Nice! Now, let's build on the idea of building data frames from a dictionary. One of the wonderful facts about data frames is that they welcome objects of all data types. This univerality helps us work with diverse features all at once. 

In [None]:
my_data_frame_3 = pd.DataFrame({
    'column A': [1, 2, 3, 4],
    'column B': pd.Timestamp('20200725'),
    'column C': pd.Series(100, index=list(range(4)), dtype='float32'),
    'column D': np.array([22] * 4, dtype='int32'),
    'column E': pd.Categorical(["sun", "rain", "sun", "rain"]),
    'column F': 'verified'
})
my_data_frame_3

Run cell below to get information on my_data_frame_3. What can you infer about the data frame? what types of variables it contains?

In [None]:
my_data_frame_3.info()

## Basic commands in pandas

Use the toy data frame **my_data_frame_3** created in the previous section. Add more cells to the notebook in this section and see what these functions and methods are telling you about the data frame. 

* .head() - use n=2 as an argument 
* .tail() - use n=2 as an argument
* .shape
* .columns
* .values
* .dtypes

In [None]:
 #YOUR CODE GOES HERE

In [None]:
 #YOUR CODE GOES HERE

In [None]:
 #YOUR CODE GOES HERE

In [None]:
 #YOUR CODE GOES HERE

In [None]:
 #YOUR CODE GOES HERE

In [None]:
 #YOUR CODE GOES HERE

Examine what **sample()** function is doing. Can you sample 2 random rows from our toy data frame? 

In [None]:
 #YOUR CODE GOES HERE

What random_state is doing? What happens when you use random state and when you do not use it?

Type here

## DataFrame Slicing 

Look at these two options - you can slice data frames using columns and rows names with **.loc** and using index position with **.iloc**. 

Using both methods, get a subset of the first two rows and the first three columns. Assign it to a variable called **"subset"**.

In [None]:
subset =  #YOUR CODE GOES HERE
subset

In [None]:
subset =  #YOUR CODE GOES HERE
subset

Do you have an idea why we have to use different numbers for rows to obtain identical result in case of **.loc** and **.iloc**?

Type here

Look up documnetation of **rename()** function. Can you rename columns into, simply "A", "B", "C", "D", "E", "F"? Pay attention to what **inplace** argument is doing.

In [None]:
 #YOUR CODE GOES HERE

Check if it worked. What basic command you can use for that?

In [None]:
my_data_frame_3.head(2)

Nice, now we can explore 2 strategies of addressing a column of our data frame. You can do it 2 ways:

In [None]:
my_data_frame_3['A']

In [None]:
my_data_frame_3.A

Note, that second option only works when there is no space in the name of the variable. Because of this, it is genenrally preferred to use the first option.
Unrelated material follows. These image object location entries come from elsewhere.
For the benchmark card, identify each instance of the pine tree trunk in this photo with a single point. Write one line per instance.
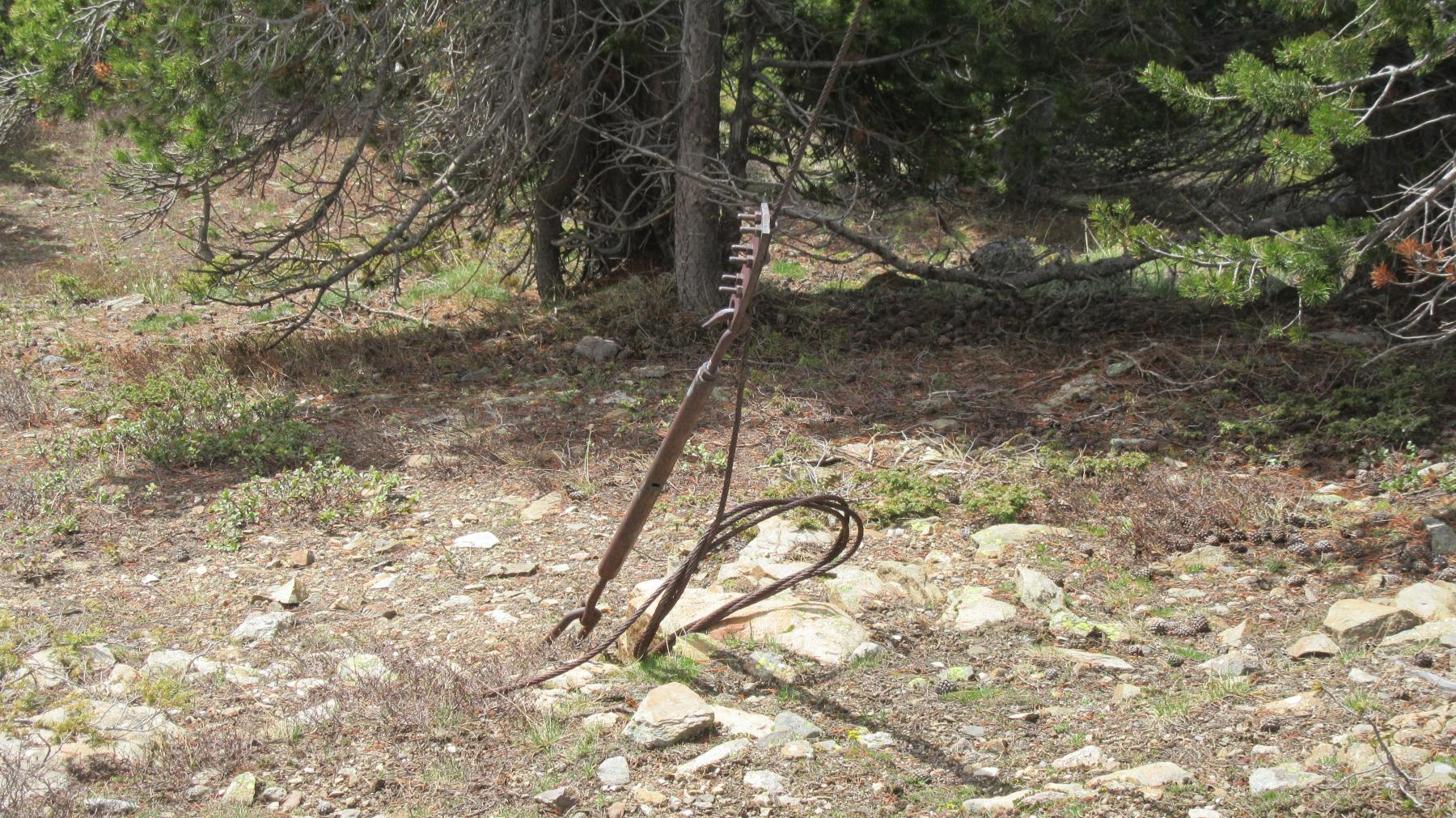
(698, 256)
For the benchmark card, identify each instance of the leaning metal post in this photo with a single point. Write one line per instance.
(750, 258)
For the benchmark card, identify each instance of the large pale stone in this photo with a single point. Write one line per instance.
(1426, 632)
(1272, 779)
(779, 537)
(129, 731)
(1155, 774)
(713, 757)
(1352, 622)
(670, 714)
(740, 723)
(1427, 600)
(1037, 591)
(815, 630)
(1312, 645)
(971, 608)
(993, 542)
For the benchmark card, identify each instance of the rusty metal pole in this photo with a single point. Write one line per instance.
(750, 258)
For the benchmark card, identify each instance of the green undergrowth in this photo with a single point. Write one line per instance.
(209, 418)
(327, 492)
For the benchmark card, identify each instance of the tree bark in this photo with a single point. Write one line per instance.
(551, 198)
(696, 251)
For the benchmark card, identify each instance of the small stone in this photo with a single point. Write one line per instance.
(600, 723)
(764, 781)
(242, 789)
(1230, 666)
(1234, 637)
(667, 715)
(1037, 591)
(1270, 779)
(513, 570)
(797, 725)
(597, 350)
(797, 748)
(1443, 537)
(1361, 677)
(878, 740)
(475, 540)
(1088, 757)
(108, 807)
(560, 799)
(613, 772)
(648, 796)
(1312, 645)
(713, 757)
(999, 805)
(1155, 774)
(290, 593)
(262, 626)
(1353, 622)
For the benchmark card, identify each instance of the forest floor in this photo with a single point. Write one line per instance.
(243, 581)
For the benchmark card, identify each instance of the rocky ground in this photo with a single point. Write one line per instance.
(1088, 584)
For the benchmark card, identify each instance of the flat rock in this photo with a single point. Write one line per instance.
(615, 772)
(733, 721)
(778, 539)
(1155, 774)
(1443, 537)
(669, 715)
(999, 805)
(262, 626)
(1312, 645)
(475, 540)
(815, 630)
(242, 789)
(1037, 591)
(127, 731)
(291, 593)
(1094, 659)
(1353, 622)
(992, 543)
(1427, 600)
(1234, 637)
(713, 757)
(1272, 779)
(1088, 757)
(971, 608)
(764, 781)
(1297, 705)
(597, 350)
(1426, 632)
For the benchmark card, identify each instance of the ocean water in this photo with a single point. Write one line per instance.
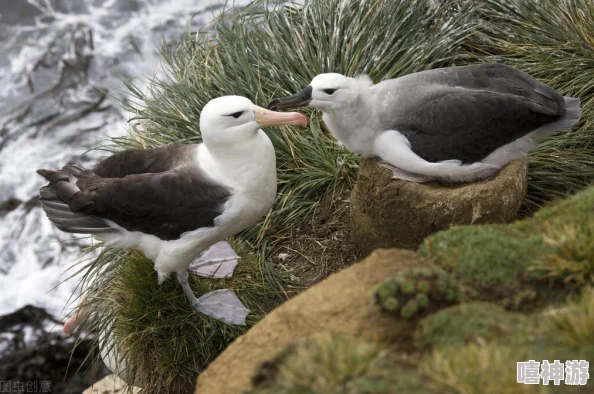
(61, 64)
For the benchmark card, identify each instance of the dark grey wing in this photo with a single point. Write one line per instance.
(164, 204)
(467, 112)
(140, 161)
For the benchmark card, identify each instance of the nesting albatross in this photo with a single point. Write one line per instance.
(453, 124)
(175, 202)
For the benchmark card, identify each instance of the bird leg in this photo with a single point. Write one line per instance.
(218, 261)
(221, 305)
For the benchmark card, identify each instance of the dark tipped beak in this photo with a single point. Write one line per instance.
(300, 99)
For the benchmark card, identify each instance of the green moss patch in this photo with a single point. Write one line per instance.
(498, 260)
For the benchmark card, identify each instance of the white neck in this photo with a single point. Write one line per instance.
(246, 166)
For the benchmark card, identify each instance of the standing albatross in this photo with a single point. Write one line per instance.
(174, 202)
(455, 124)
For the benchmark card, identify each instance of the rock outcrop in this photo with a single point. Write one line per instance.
(344, 303)
(389, 213)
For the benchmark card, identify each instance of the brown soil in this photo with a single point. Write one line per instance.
(344, 303)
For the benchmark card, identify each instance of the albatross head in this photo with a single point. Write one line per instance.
(235, 119)
(326, 92)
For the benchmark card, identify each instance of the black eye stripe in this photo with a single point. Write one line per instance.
(236, 114)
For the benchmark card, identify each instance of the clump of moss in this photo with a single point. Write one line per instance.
(415, 291)
(467, 323)
(339, 364)
(164, 342)
(573, 257)
(479, 368)
(499, 260)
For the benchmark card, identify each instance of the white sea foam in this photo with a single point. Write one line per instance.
(34, 255)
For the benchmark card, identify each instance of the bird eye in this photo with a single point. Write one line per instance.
(236, 114)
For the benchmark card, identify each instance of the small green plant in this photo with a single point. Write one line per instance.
(417, 290)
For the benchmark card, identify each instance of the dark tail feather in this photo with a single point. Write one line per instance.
(56, 196)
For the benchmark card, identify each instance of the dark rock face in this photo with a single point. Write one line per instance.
(32, 351)
(392, 213)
Finally, let's check what these functions are doing when applied to columns of the data frame. Feel free to add as many cells as you need and play around with these functions. Do not worry if those does not make sense to you - we will discuss it during our session!

* .describe()
* .value_counts()
* .mean()
* .unique()

In [None]:
 #YOUR CODE GOES HERE

In [None]:
 #YOUR CODE GOES HERE

In [None]:
 #YOUR CODE GOES HERE

In [None]:
 #YOUR CODE GOES HERE

Hooray, you made a huge 1st step forward with **pandas**. More **pandas** and bigger datasets to come soon!